Le dispositif concocté par Isabey aurait été l’outil parfait permettant à Napoléon de chorégraphier avec précision et de contrôler seul à l’avance toute la « mise en scène » de son sacre. En effet, la « raison d’être » de cette cérémonie était de renforcer sa légitimité en tant qu’empereur (il avait déjà été nommé empereur en mai 1804) [9], comme le font également les objets cérémoniels choisis et l’iconographie qui accompagnait le rituel (pour en savoir plus sur cette symbolique, voir notre dossier sur le tableau d’Ingres « Napoléon sur son trône impérial« ). Dans ses mémoires, la femme de chambre de Joséphine, Mademoiselle d’Avrillon, évoque l’arrivée du cortège à Notre-Dame pour le Sacre, où elle est présente, assistant Joséphine :

J’attachai le manteau impérial de l’impératrice, et les princesses rajustèrent leur toilette. Lorsque tout fut prêt, le cortège entra dans la cathédrale, où chacun se plaça selon son rang à la place qui lui avait été assignée : c’était absolument comme une représentation théâtrale, car tous les rôles avaient été étudiés d’avance ; il y avait même eu au palais plusieurs répétitions d’après un simulacre du sacre en relief que M. Isabey avait fait pour l’Empereur. MM. les maîtres de cérémonie jouèrent, si je puis ainsi dire, les rôles des souffleurs, chargés qu’ils étaient de rappeler à chacun des principaux personnages qui devaient figurer dans cette grande cérémonie, où il devait aller, ce qu’il avait à faire. » [10]

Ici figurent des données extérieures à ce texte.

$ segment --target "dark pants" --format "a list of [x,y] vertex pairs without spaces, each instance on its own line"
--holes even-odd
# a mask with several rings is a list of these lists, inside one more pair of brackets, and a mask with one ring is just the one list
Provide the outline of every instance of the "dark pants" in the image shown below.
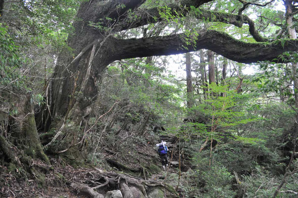
[[160,157],[160,160],[161,160],[163,166],[165,166],[166,164],[168,164],[167,154],[165,154],[163,155],[159,155],[159,157]]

« La répétition du Sacre » ou « Napoléon planifiant son couronnement », par Jean-Georges Vibert (vers 1895). Museo Napoléonico La Habana, Cuba, photo de Luke Dalla Bona

Cette image, inspirée d’un événement qui s’est probablement produit, est elle-même bien sûr totalement imaginée et mise en scène. Formellement, elle ressemble même à une scène de théâtre dans son organisation. Le point de vue du spectateur équivaut à celui d’un public situé derrière le quatrième mur invisible de l’espace théâtral. Le traitement réaliste du tableau original est presque photographique ; le rendu de l’espace pictural, soutenu par une multitude de détails naturalistes et quelques protagonistes soigneusement choisis, incite de manière convaincante le spectateur à suspendre son incrédulité.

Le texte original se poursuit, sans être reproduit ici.